It's another Halloween and another year of UB's administration pretending that students don't consistently make the less than 10-minute drive from South to North Campus drunk.
On Halloween night, students will put on their comic or skanky costumes in hopes of a good time, but instead of piling onto the UB Stampede, they'll get into their cars, knowing full well that the buses will stop running at 2 a.m.
Rest assured, UB will be sleeping tight, pretending no responsibility lies with them.
Extend bus runs until 4 a.m. on the weekends? Negotiate with NFTA to obtain metro passes for the student body with terms of a late-night bus service downtown the way Buffalo State College, Medaille and Canisius have? No way.

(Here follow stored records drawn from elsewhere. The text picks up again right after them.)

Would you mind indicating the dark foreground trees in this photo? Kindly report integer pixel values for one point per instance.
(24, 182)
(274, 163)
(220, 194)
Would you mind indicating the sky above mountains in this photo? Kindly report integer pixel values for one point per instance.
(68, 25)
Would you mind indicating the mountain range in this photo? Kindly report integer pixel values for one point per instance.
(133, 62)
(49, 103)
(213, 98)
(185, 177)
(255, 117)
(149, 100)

Instead they ignore the problem, while the University Police occasionally choose to make an example of some idiot pulling into the University Apartments trashed at 3 a.m. Meanwhile the rest of the drunk-driving population hurries home unscathed-for now.
UB is sweeping our lives under the rug just so they can pretend that their students are not drinking.

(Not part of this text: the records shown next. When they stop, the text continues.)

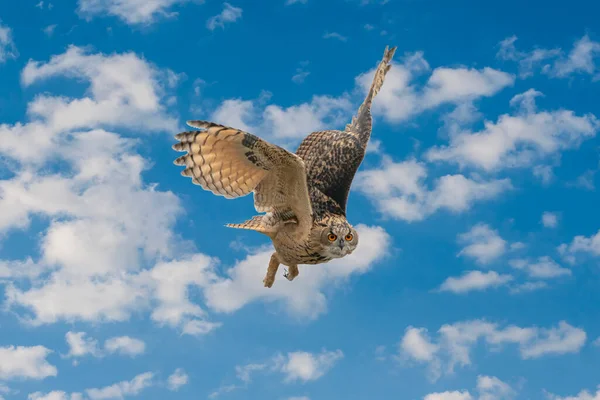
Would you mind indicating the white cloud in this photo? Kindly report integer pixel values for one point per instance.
(125, 91)
(229, 15)
(488, 387)
(455, 395)
(398, 100)
(455, 341)
(401, 98)
(125, 345)
(177, 379)
(172, 280)
(417, 345)
(561, 340)
(550, 219)
(483, 243)
(544, 268)
(22, 362)
(583, 395)
(132, 12)
(474, 281)
(55, 395)
(335, 35)
(528, 287)
(528, 61)
(492, 388)
(305, 296)
(581, 244)
(49, 30)
(295, 366)
(517, 140)
(122, 389)
(399, 191)
(8, 50)
(80, 346)
(301, 73)
(304, 366)
(105, 224)
(553, 62)
(456, 85)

With two campuses three miles apart, one lined with bars and the other where the majority of students live, how could anyone pretend this isn't going on?
Heads up, UB: college students drink underage, overage, in bars, on streets, in backyards, in cars - and everybody knows it. You're not fooling anyone and since you shut down the on-campus pub long ago and made it your policy to hunt down students drinking in dorms, undergrads are likely to leave campus to booze it up.
When I was a freshman, bus drivers would volunteer to drive past 2 a.m., unpaid, to make sure students had a safe and enjoyable evening. Are these the only people that really care if students are driving home drunk?
Didn't anybody learn anything from abstinence-only sex education? Cutting off transportation at 2 a.m. isn't going to keep students from drinking any more than making condoms or birth control unattainable is going to stop students from screwing in full costume in an Ellicott laundry room while they wait impatiently for one of those 300-year-old elevators.
Granted, students need to take some responsibility for their personal safety. But with a subway line that stops at 12:30 a.m., a plethora of notoriously unreliable taxi cab companies and a main campus that is so far away from anything that it's impossible to walk or bike to, it's no surprise that we're looking for some direction from the same administration that seems to have no problem regulating each and every other move we make.
The only thing that's spooky about this Halloween is that UB doesn't care enough to provide late-night transportation; SA is too wrapped up in god-knows-what to provide supplemental transportation for the holiday, and the public transportation that is available to North Campus is largely unreliable.
Take my advice (because apparently nobody else cares what happens to you on Halloween or on any other night), if you don't want to get sloppy and go home with someone who lives in the Heights, plan on designating a driver you trust, because honestly I'm shocked and we should all be thankful that no one has died yet.
After years of UB controlling everything from how much food I should eat (meal plans) to the way I should spend my financial aid, I feel secure in the knowledge that when I finally look to UB administrators for protection and suggestions, all I get is an empty candy bag.